La inflamación es otra fuerte conexión entre la resistina y el cáncer [19]. Esta adipocina conduce a
la activación del factor de transcripción NF-kB, promoviendo la activación de genes
proinflamatorios directamente involucrados en el inicio, promoción y progresión de la
carcinogénesis. NF-kB también induce la expresión de algunas citoquinas proinflamatorias, como
IL-6, que, junto con la activación de las cascadas MAPK y PI3K / Akt, estimulan la proliferación
celular, la diferenciación y regulan positivamente las proteínas antiapoptóticas y angiogénicas en
las células tumorales. [19]. La resistina también interfiere con la producción de moléculas de
adhesión endotelial como ICAM-1 y VCAM-1 y metaloproteinasas de matriz MMP-1 y MMP-2,
cruciales para la metástasis [3, 19]. Nuestros datos corroboran este fuerte vínculo entre la
resistina y la inflamación y su influencia en la carcinogénesis. Sin ajuste del IMC, la resistina se
correlaciona con MCP-1 en ambos grupos con sobrepeso / obesidad (CTOb y BCOb), mientras que
después del ajuste la correlación cambia a los grupos de cáncer (BC y BCOb) (Tabla 4). Como se
mencionó anteriormente, tanto en el estado de obesidad no saludable como en el microambiente
tumoral, la inflamación está presente, caracterizada por una mayor producción de moléculas
proinflamatorias y quimioatrayentes como MCP-1 [5, 19] que, en el presente estudio, alcanzan el
valor más alto en BCOb (Tabla 2). Las correlaciones parciales de Spearman muestran que incluso
sin la influencia de la inflamación crónica inducida por la obesidad, la MCP-1 es un vínculo
importante entre la resistina y el cáncer. Además, en el grupo BCOb, la resistina se correlaciona
negativamente con la adiponectina, una citocina antiinflamatoria, tanto antes como después del
ajuste del IMC (Tabla 4).

Los resultados mostrados en la Tabla 3 también hacen más evidente que los altos niveles de
resistina, MCP-1, insulina y HOMA encontrados en el grupo BCOb no solo podrían estar
relacionados con el peso corporal. Mientras que la leptina, resistina, MCP-1, insulina y HOMA se
correlacionan positivamente con el IMC en el grupo CTOb, en el grupo BCOb, independientemente
del sobrepeso / obesidad, solo la leptina mantiene la correlación positiva con el IMC.

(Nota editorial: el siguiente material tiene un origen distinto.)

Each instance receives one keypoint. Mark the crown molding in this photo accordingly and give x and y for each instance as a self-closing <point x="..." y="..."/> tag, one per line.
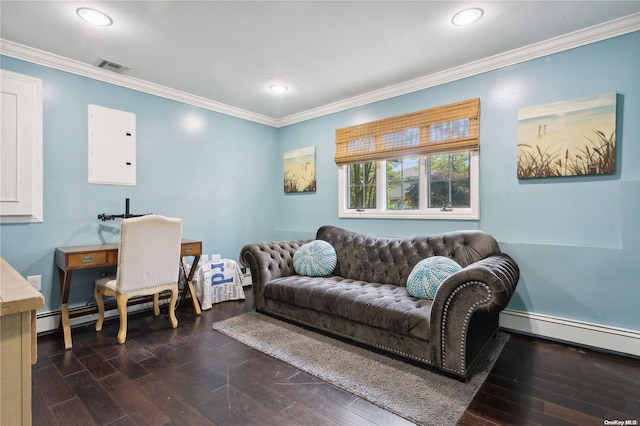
<point x="569" y="41"/>
<point x="61" y="63"/>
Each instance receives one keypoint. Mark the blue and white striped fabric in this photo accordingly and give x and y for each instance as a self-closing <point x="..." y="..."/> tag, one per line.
<point x="315" y="259"/>
<point x="425" y="278"/>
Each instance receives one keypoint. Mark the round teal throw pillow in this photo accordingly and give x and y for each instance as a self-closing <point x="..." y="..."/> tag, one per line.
<point x="428" y="274"/>
<point x="315" y="259"/>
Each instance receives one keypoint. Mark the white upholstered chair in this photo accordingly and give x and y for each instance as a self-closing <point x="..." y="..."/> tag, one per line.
<point x="148" y="260"/>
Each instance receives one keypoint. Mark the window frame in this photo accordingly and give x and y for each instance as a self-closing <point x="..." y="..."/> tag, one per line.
<point x="381" y="211"/>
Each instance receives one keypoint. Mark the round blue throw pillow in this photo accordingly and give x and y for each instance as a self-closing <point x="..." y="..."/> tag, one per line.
<point x="315" y="259"/>
<point x="428" y="274"/>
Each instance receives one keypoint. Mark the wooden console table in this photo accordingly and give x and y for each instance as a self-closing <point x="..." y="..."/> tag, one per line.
<point x="69" y="259"/>
<point x="18" y="304"/>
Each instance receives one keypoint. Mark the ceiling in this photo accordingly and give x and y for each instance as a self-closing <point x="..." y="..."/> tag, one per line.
<point x="325" y="52"/>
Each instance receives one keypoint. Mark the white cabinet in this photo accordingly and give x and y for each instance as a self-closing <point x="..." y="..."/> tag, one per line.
<point x="20" y="148"/>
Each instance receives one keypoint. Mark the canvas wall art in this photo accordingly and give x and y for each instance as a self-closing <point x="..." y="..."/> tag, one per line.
<point x="568" y="138"/>
<point x="300" y="170"/>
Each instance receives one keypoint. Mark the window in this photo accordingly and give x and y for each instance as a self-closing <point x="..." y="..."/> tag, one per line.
<point x="419" y="165"/>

Nuestros resultados sugieren que, en lugar de una influencia exclusiva del peso corporal / masa
grasa, el cáncer de mama puede estar gobernado en parte por la disfunción del tejido adiposo en
el sobrepeso / obesidad, asociado con resistencia a la insulina, inflamación y secreción alterada de
adipocinas.

En conclusión, encontramos en mujeres con sobrepeso / obesidad con CM un perfil metabólico


adverso con dis-metabolismo de la glucosa, hiperinsulinemia y resistencia a la insulina,
concomitante con cambios de quimiocinas y adipocinas circulantes, especialmente resistina.
Consideramos fuertemente esta diafonía entre los perfiles metabólico, inflamatorio y endocrino
como un papel fundamental en el desarrollo y características clínico-patológicas más agresivas del
tumor de mama. Hay que tener en cuenta el pequeño tamaño de la muestra, la escasa
correspondencia entre los grupos y el diseño de casos y controles. Estas cuestiones deben tenerse
en cuenta en el diseño de estudios futuros para confirmar los resultados presentados. Por lo tanto,
nuestros datos deben analizarse más y validarse en una serie independiente más grande. Se
necesitan futuros estudios longitudinales y mecanicistas para probar la causalidad y proporcionar
más información sobre el papel de tales parámetros en la malignidad mamaria.

Cumplimiento de estándares éticos


Conflictos de intereses No existen posibles conflictos de intereses.

Financiamiento Este trabajo fue financiado con una subvención (PTDC / SAU-MET / 121133/2010)
de la Fundación Portuguesa de Ciencia y Tecnología.